Last week was International Day here at Hochschule Bremen, and it was huge. There are about 130 exchange students this semester, and I would like to think we are all the reason why International Day was so great, but in reality, it is because many majors at Hochschule Bremen are required to study abroad for their major (e.g., international studies or international business). Regardless, it was a ton of fun!

Just a few of the Spanish students at International Day

Classes for the entire school were canceled and each country set up a booth with maps, flags and (of course) food! China was making Chinese dumplings and writing people’s names in calligraphy, and South Africa had traditional food and instruments to play. Even one of the exchange students from Chile did a traditional Incan dance. For the USA booth, we had ‘homemade’ cookies and brownies. The other students from the U.S., two girls who studied in the U.S. for a year, and I basically just talked about our home universities and played games with people about U.S. geography. By the end of the day, we had all eaten so much food and talked to so many people, it was like a mini trip around the world.

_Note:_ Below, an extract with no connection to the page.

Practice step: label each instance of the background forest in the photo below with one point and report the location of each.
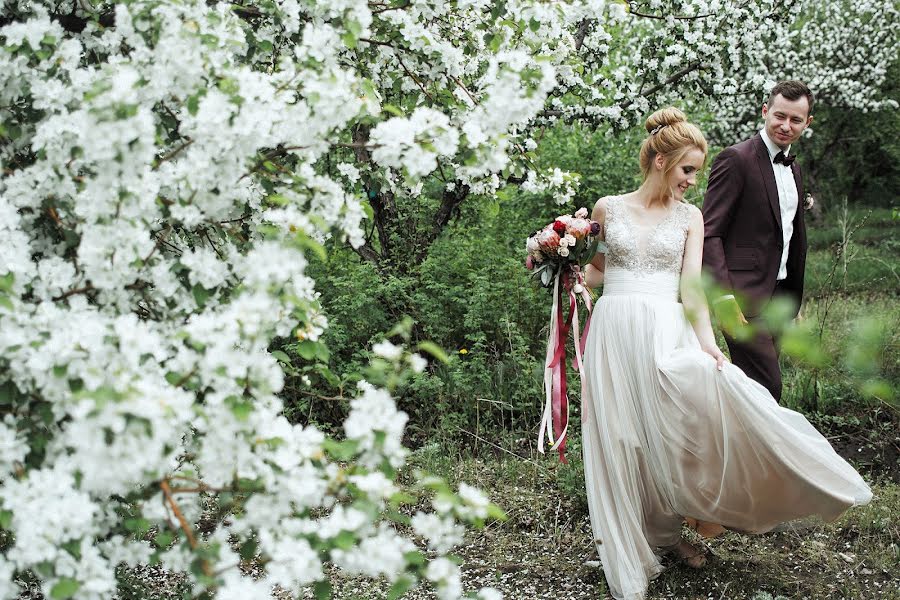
(476, 414)
(265, 326)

For the past few weeks I have been so busy, it has been as if I hardly have time to breathe. Between an internship interview, labs, weekend classes, an exam, three presentations, a paper and International Day, it almost felt like a few weeks back at Mines. I managed to survive my first exam in school, thanks to the teacher, who ever-so-kindly wrote it in English for me. The rest of my tests are not until February. My interview did go well, too, so I’m proud to say I will be interning with Bosch next spring in manufacturing engineering!

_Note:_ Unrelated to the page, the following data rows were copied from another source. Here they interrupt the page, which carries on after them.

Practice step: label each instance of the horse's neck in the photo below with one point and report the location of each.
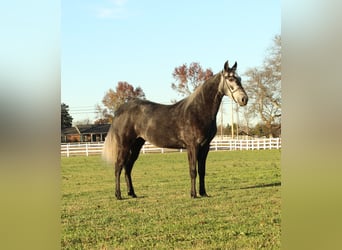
(207, 98)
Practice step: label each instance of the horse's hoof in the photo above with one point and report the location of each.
(118, 196)
(133, 195)
(204, 195)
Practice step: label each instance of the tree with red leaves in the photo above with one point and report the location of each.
(114, 99)
(188, 78)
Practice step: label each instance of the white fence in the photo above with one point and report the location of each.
(71, 149)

Chinese Calligraphy at International Day

Chinese student writing names in calligraphy at International Day

One of my classes is about manufacturing technology, and for the past few weeks we have been doing lots of labs. They are all about the theory and mathematics behind different sorts of machining. Each week we have a different lab: milling, lathing, soldering, and hardness testing. We had two weeks on different types of welding techniques. Honestly, I was not meant to be a welder. By the end, the teacher accepted that I did not understand what he was yelling over the machine in German, and he just started doing it for me. Despite my struggles, it’s been quite fun to try something completely new to me.